When GOP Senators go behind closed doors Friday to plot a unifying strategy for the 110th Congress, they likely will sidestep the one issue occupying most Members’ attention: the Iraq War.

Instead, Senate Republicans plan to focus on producing a domestic-heavy agenda, message and game plan for the next two years that positions them to reclaim the Senate majority in 2008. And even though their long-planned retreat lands right in the middle of a Senate debate over Iraq policy, GOP Senators and aides say they are optimistic they will find more togetherness than divisiveness.

“We’re fighting an unpopular war with a president [whose approval rating is] in the 30s — so yeah, it’s not ideal,” acknowledged a well-placed Senate GOP aide. “But our guys are going to have to come together. We have to look for ways we can come together.”

Senators will meet at the Library of Congress on Friday to brainstorm over legislative priorities and agree on the makings of a GOP agenda they hope will serve as a strong alternative to the Democrats. Republicans believe that one reason they lost so handily in 2006 is because they lost sight of their defining party principles and didn’t effectively lay out their vision to the electorate.

Republican Conference Chairman Jon Kyl (Ariz.) is coordinating the session, which is set to include broad discussions of party principles such as fiscal discipline, national security and personal responsibility. Members also are expected to begin setting their two-year legislative goals on issues such as energy, health care, tax policy, immigration reform and judicial nominations.
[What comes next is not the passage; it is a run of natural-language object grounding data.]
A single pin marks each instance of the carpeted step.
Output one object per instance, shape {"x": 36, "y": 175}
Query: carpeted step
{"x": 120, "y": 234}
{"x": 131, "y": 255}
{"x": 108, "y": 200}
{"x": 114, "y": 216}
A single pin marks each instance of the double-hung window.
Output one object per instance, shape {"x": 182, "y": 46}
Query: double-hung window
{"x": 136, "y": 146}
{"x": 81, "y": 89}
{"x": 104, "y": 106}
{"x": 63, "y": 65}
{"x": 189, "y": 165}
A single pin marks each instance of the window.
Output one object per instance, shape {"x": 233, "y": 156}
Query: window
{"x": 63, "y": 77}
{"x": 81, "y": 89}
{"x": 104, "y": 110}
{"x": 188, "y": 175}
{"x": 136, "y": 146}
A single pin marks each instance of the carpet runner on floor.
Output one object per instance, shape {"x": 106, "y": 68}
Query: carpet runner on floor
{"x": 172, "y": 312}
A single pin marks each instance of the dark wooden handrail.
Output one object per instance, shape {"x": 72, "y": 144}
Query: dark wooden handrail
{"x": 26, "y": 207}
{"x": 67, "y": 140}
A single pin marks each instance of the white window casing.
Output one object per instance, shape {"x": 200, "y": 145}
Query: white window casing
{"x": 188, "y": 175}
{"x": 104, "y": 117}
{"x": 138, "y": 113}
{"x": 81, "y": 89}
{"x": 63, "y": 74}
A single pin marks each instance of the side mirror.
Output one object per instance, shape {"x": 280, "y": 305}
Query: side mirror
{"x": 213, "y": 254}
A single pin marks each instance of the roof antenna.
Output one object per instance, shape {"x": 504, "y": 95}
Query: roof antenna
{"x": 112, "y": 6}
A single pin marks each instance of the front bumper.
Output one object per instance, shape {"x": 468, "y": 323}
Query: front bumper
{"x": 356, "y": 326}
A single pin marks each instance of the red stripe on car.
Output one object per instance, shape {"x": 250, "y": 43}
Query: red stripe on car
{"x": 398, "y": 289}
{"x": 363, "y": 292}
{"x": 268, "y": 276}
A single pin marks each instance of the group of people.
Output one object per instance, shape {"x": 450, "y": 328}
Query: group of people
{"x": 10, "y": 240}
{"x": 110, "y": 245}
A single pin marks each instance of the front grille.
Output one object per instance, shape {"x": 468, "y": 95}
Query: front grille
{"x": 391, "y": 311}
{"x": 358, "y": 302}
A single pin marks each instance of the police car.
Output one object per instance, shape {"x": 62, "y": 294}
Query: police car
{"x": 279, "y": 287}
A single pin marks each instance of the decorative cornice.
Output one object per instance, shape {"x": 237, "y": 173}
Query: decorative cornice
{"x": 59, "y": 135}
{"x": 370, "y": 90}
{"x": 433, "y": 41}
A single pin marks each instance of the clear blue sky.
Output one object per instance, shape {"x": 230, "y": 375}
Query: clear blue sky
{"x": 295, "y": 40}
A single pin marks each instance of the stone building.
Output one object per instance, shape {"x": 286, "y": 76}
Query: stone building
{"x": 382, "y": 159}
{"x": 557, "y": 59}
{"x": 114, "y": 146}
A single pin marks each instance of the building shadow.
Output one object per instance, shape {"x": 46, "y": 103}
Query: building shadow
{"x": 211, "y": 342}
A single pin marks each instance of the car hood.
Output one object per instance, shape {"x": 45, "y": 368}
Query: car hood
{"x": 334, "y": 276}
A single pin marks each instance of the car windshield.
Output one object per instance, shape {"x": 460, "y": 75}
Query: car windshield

Kyl said Wednesday that while Iraq is at the forefront of Senators’ minds this week, he doesn’t expect it to trump Friday’s largely domestic-related retreat. He said Senators have “an agenda to talk about” and will operate under a set time frame for their discussions.

“We can have a healthy debate [on Iraq] and still be together as a Conference on the bulk of the issues,” Kyl said.

Kyl said one of the features of the Senate is that there always will be issues on which Members differ, but ultimately Senators respect one another’s positions and find ways to work together. Kyl said he didn’t know whether the retreat would provide a forum for Senators to come together on Iraq , but he said, “the more we talk with each other, the more likely we are to find common ground and mute our differences.”

The backdrop to the retreat, however, is the Senate’s ongoing debate over President Bush’s plan to increase troops in Iraq by 21,500. The proposal has brought some Senate support and scores of critics — including from within the Republican ranks, where several competing nonbinding resolutions criticizing the plan have emerged.

The president’s Iraq policy will take an even higher profile next week when Senators take to the floor to formally debate the proposal.

Sen. John Thune (R-S.D.) predicted the topic of Iraq will come up at the Friday meeting, as it has “in all meetings.” But he agreed the issue should not become the main focus of the agenda-setting session.

“It’s an unusual issue because it is the elephant in the room,” Thune said. “On the other hand, we all know Friday is designed to come up with our legislative priorities.”

“The timing is what it is,” added a senior Republican Senate aide. “But we do have to have a game plan, a blueprint for how we are going to handle this next year.”

Republicans say they don’t want to waste any time putting together a policy agenda for the year, considering that they must defend 21 GOP-held Senate seats and capture two more to take the majority in 2008.

“Really, there’s no better time to chart a course for where we stand on policy,” said another senior GOP aide. “For the folks who are up in 2008, we need to show this party’s positions on policies that matter to people.”

The retreat will span the better part of the day, culminating with a trip by the GOP Senators to the White House for a meeting and reception with President Bush and first lady Laura Bush. White House Press Secretary Tony Snow will make an appearance during the day’s events and is expected to talk about GOP communications strategy.

Sen. John Cornyn (Texas), who is leading efforts to rally support among Republicans for Bush’s Iraq War plans, acknowledged his party isn’t in unison on the proposed surge policy. But he discounted suggestions that Republicans’ differences could ultimately hurt them politically.

“We are a diverse party,” Cornyn, the GOP Conference vice chairman, said. “People are very independent-minded. That’s the way it is.”

Cornyn joked, however, that if the president’s plan were to succeed, it would be interesting to see how the landscape would shake out, saying: “Success has 1,000 fathers, and failure is an orphan.”